Even though he's playing a mentally-challenged person of conveniently vague diagnosis, Hanks does not rely on simple mimicry and mannerisms to carry him to Oscar glory. He makes the character of Forrest Gump work because he knows that the key to the comedy here is making the deadpan seem profound. Of course, Woody Allen did a lot of this in Zelig, but that's besides the point.
There might come a day when I can say I actually enjoy watching Forrest Gump, but I'm not afraid to admit that it makes me laugh more and more each time I watch it, which is all the time because it's always on cable and I don't leave the house all that much.
The Apartment (1960)
Consider it the Mad Men of it's time, but actually commenting on the culture of its time. It's a lot more frank about adultery, ambition and the caddishness of men in the business world (or any world) than fuzzy history would acknowledge. Like a lot of comedies pre-1970, it feels like a comedy in tone and manner, especially in the first half, but didn't really make me laugh all that much. In fact, Jack Lemmon's annoying mannerisms and the faux-frothiness of the repartee turned me off until Shirley MacLaine took over the story.

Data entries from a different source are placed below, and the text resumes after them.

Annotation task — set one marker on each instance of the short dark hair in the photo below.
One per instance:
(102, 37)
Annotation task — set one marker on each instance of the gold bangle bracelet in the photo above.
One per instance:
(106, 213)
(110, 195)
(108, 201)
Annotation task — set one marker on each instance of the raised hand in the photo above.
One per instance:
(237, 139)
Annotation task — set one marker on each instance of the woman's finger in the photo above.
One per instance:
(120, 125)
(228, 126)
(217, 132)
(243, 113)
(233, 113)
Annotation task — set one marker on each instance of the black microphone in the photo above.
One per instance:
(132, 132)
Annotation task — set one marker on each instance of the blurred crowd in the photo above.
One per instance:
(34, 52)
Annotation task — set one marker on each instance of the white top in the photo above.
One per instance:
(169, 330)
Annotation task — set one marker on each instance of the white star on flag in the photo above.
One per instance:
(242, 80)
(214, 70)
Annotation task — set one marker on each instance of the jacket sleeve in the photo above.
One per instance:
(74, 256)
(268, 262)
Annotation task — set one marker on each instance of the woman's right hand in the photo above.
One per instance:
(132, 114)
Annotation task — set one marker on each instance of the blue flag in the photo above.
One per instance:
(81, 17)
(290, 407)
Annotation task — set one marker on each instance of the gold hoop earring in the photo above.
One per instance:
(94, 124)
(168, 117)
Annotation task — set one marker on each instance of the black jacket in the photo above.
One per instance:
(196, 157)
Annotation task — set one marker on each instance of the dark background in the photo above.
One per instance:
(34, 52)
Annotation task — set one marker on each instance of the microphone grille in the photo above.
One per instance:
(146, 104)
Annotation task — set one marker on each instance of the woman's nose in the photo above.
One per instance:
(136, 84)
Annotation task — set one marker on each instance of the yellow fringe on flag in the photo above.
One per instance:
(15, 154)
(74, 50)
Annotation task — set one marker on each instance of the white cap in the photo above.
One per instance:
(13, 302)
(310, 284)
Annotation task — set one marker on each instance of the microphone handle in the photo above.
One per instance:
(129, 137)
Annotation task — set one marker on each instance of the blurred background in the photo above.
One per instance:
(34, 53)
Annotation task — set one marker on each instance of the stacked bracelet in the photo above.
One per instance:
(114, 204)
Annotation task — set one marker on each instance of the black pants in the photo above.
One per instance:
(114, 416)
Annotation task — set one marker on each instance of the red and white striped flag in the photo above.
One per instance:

She gives a poignant, believable performance as a woman not only suffering heartbreak but lost identity. She's funny and kind of puts Lemmon's work as Twitchy McGee to shame. It's not the funniest movie, at least not anymore, but it's much better than the overrated and trying too hard Some Like it Hot.
You Can't Take it With You (1938)
I'd just like to put in a word for You Can't Take It With You as the stand-in for all of the frizzy, screwball comedies of the 30's and 40's that didn't luck out and win the Best Picture Oscar. The Miracle of Morgan's Creek, His Girl Friday, The Thin Man among others still hold up very well, and though they weren't the ponderous, heavy-handed melodramas that were so popular in their time (and still are, in hipper guises) they are lot more fun to watch than a lot of the other so-called classics.
I'm not sure that any other film classified definitively as a comedy won the Best Picture until Annie Hall–though The Apartment may have been technically called a comedy. Really, Academy? What are you afraid of? Fart jokes in The English Patient? Dancing dildos in Driving Miss Daisy? Actually, that would be awesome.